SHANGHAI (Reuters) – China’s largest social media platforms including Weibo and Douyin said they have deleted tens of thousands of posts for abusing athletes and spreading rumours on the Winter Olympics, in an effort to clean-up “illegal” chatter around the Games,
Chinese authorities stringently censor any content that they believe violates “core socialist values” and in recent months have ordered its tech companies to further crack down on online chatter or content pertaining to rumours or what could be considered vulgar.
Weibo, China’s equivalent of Twitter, has since Feb. 6 taken action against roughly 2,300 user accounts and deleted over 73,000 posts that were offensive to athletes or “illegal”, based on Reuters calculations on multiple statements posted on its official “Weibo administrator” account.

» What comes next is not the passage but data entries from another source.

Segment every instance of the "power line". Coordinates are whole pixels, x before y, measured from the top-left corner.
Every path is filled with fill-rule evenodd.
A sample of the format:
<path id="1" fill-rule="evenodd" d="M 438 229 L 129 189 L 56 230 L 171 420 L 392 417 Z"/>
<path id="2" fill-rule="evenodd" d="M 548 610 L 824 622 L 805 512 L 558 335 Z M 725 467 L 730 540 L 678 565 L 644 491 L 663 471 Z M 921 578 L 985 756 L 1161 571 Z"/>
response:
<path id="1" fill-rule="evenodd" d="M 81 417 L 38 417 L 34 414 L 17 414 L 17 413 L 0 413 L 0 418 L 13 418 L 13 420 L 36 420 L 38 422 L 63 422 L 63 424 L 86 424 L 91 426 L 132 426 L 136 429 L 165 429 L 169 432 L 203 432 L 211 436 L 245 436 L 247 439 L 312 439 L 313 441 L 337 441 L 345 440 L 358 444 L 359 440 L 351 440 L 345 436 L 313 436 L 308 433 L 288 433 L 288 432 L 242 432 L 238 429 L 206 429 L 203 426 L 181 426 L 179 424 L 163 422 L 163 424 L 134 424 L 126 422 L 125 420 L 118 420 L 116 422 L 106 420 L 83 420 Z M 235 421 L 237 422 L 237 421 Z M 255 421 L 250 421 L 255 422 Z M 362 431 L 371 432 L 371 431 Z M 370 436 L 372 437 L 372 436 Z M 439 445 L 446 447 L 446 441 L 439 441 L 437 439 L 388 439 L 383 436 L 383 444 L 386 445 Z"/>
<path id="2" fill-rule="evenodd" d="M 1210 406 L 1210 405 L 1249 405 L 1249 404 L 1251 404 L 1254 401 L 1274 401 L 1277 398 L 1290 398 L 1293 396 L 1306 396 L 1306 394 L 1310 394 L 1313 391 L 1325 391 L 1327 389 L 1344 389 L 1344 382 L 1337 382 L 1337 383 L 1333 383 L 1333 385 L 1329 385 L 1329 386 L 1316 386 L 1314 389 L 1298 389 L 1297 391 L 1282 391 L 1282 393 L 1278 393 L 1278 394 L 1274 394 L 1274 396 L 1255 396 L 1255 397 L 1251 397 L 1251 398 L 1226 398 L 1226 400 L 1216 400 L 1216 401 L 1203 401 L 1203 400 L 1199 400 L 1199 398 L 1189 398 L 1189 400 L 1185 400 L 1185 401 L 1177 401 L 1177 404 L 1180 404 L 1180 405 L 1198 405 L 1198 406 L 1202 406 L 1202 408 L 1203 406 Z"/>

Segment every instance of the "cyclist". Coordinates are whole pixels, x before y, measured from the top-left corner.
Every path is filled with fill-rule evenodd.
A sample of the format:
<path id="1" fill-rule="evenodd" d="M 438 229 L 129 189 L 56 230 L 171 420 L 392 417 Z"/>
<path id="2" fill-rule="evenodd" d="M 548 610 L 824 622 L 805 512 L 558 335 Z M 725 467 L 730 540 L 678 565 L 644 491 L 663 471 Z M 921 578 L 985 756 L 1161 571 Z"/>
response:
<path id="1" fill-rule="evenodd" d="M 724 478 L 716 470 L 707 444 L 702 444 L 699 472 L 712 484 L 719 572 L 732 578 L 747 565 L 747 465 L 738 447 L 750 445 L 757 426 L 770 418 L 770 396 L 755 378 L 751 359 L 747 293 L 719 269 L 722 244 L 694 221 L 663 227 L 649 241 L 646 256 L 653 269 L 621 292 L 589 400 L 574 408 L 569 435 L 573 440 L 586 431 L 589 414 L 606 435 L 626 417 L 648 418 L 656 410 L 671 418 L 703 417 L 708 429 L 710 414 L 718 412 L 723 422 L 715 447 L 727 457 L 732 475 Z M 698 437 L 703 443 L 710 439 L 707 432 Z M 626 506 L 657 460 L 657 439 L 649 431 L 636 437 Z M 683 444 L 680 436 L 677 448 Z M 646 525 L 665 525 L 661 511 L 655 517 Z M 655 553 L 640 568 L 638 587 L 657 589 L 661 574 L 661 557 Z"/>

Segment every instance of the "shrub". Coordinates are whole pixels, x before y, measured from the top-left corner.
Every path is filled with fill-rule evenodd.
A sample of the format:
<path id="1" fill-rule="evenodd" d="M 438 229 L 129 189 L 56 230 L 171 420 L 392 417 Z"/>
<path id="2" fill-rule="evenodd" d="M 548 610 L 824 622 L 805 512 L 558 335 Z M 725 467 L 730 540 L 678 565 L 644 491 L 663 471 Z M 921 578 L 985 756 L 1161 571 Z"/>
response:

Douyin, the Chinese equivalent of short video app TikTok, said on Wednesday it had intercepted or cleaned up 6,780 related videos or comments and banned 331 user accounts. Other platforms such as social networking forum Douban and video sharing site Bilibili also put out similar statements on their efforts.
The Winter Olympics, which runs from Feb. 4-20, has been front and centre of social media discussion in the country since they begun.
While Chinese netizens have heaped praise on athletes such as Eileen Gu and Su Yiming, criticism has been aimed at the likes of Zhu Yi, the figure skater who gave up American citizenship in 2018 to compete for China after she fell during her Olympic programmes.
“There are always winners and losers in competitive sports, but anyone who fights for it is a true hero. This platform urges everyone not to sarcastically attack athletes because of accidental mistakes,” Weibo said on Wednesday.
The platform said on Wednesday it deleted 41,473 posts and suspended 850 accounts over such behaviour. That compares to its report on Sunday, when it said it deleted 421 posts and suspended 93 accounts.